A survey for the ministry of finance by AC Nielsen ORG MARG, reported by this newspaper yesterday, shows for instance that over 7 million people in the country report themselves to be employed by the central government.

This compares with the official estimate of around 4.5 million, including the armed forces. For the states, the survey’s estimates are 13.5 million, compared to the official figure of 7.5 million.

The difference is explained substantially by the presence of quasi-government employees, such as the lakhs of teachers whose salaries, and eventually pensions, get paid by the government indirectly through grants and other means.

If the survey results reveal the real picture, and they are for the most part affirmed by independent reports of the ministry of labour, then their message is that the galloping pension bill is a lot more serious than it already seemed.

Another study, by the advisor and deputy advisor of the Planning Commission’ s perspective planning division in 2003, showed up equally disturbing facts—that the government has no clue about the number of pensioners it has.

What Pronab Sen and Sibani Swain did was to take the employment estimates of various government departments and the number of retirees each year, and then apply the existing mortality rates to them.

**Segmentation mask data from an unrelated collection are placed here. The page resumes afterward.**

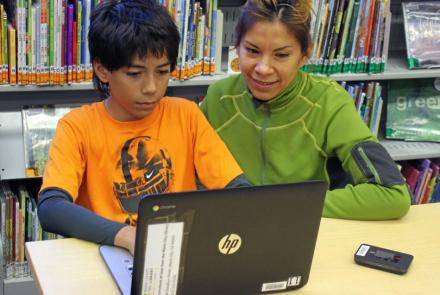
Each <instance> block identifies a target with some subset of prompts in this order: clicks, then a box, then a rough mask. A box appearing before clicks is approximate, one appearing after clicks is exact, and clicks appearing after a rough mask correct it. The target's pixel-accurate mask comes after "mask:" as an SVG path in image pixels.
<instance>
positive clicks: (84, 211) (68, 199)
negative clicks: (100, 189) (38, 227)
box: [38, 189, 134, 249]
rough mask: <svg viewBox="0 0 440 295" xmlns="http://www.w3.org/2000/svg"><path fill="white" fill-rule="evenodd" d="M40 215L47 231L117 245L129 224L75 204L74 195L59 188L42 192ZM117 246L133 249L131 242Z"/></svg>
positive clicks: (41, 224) (39, 216)
mask: <svg viewBox="0 0 440 295" xmlns="http://www.w3.org/2000/svg"><path fill="white" fill-rule="evenodd" d="M38 218H39V219H40V223H41V226H42V227H43V229H44V230H45V231H48V232H56V233H59V234H61V235H63V236H67V237H74V238H78V239H82V240H87V241H90V242H95V243H99V244H106V245H116V243H115V236H116V235H117V233H118V232H120V231H121V229H122V228H124V227H126V226H127V225H125V224H123V223H119V222H114V221H111V220H109V219H106V218H103V217H101V216H99V215H97V214H95V213H93V212H92V211H90V210H88V209H86V208H84V207H81V206H78V205H76V204H74V203H73V202H72V199H71V197H70V196H69V195H68V194H67V193H66V192H64V191H62V190H59V189H47V190H44V191H43V192H41V193H40V195H39V199H38ZM120 238H121V235H120ZM119 240H121V239H119ZM119 240H118V241H119ZM120 242H121V241H120ZM133 242H134V241H133ZM133 244H134V243H133ZM116 246H122V247H124V248H127V249H129V246H127V244H124V245H116Z"/></svg>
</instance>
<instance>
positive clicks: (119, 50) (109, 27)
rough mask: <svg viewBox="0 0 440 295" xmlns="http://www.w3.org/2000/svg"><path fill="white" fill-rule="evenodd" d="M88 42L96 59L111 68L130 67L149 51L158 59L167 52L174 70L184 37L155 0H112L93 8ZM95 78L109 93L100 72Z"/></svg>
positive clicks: (90, 55)
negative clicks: (179, 35) (102, 78)
mask: <svg viewBox="0 0 440 295" xmlns="http://www.w3.org/2000/svg"><path fill="white" fill-rule="evenodd" d="M88 41H89V51H90V58H91V60H92V62H94V61H98V62H100V63H101V64H102V65H103V66H104V67H105V68H107V69H108V70H109V71H114V70H118V69H120V68H122V67H125V66H129V65H130V64H131V62H132V60H133V58H135V57H137V56H138V57H139V58H143V57H145V56H147V54H148V53H150V54H153V55H154V56H156V57H158V58H159V57H161V56H163V54H166V55H167V56H168V60H169V62H170V65H171V71H173V70H174V68H175V67H176V62H177V56H178V51H179V42H180V36H179V31H178V29H177V27H176V25H175V23H174V21H173V19H172V18H171V16H170V15H169V14H168V12H167V11H166V9H165V8H164V7H163V6H161V5H160V4H157V3H156V1H155V0H109V1H104V2H102V3H101V4H100V5H98V6H97V7H96V9H95V10H94V11H93V13H92V15H91V18H90V29H89V34H88ZM93 80H94V82H95V85H96V87H97V88H98V90H99V91H100V92H101V93H102V94H107V93H108V87H107V85H106V84H104V83H102V82H101V81H100V80H99V79H98V78H97V77H96V75H94V77H93Z"/></svg>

Their findings were startling—that in the period since the fifth Pay Commission, the central government paid out around Rs 5,000 crore of extra pensions each year.

In other words (though the duo didn’t spell it out in this way), about a third of central pensions were being paid out to people who the mortality tables suggested were dead.

While the Nielsen survey and the Sen-Swain paper point to diametrically opposed problems (Nielsen shows the pensions are under-estimated while Sen-Swain say they’re over-stated), they both point to the same thing, that the government has no fix on the number of employees and pensioners it has.

It is not surprisingly, then, that in most years the actual pension payout has been significantly different from that budgeted at start of the year.

While the government pension system and the EPFO cover less than a fifth of those going to retire in the next 10 years (that is, those 44 million people in the 51-60 age group), an equally serious problem is that under 2 per cent of those without this cover can afford to support themselves after they retire.

Indeed, if you exclude those covered by government pension schemes, the proportion of those who can support themselves even if they reduce their current expenses by half once they retire, is abysmally small.

Not fixing a system that is clearly not working and replacing it with a modern pension system, should be an urgent task.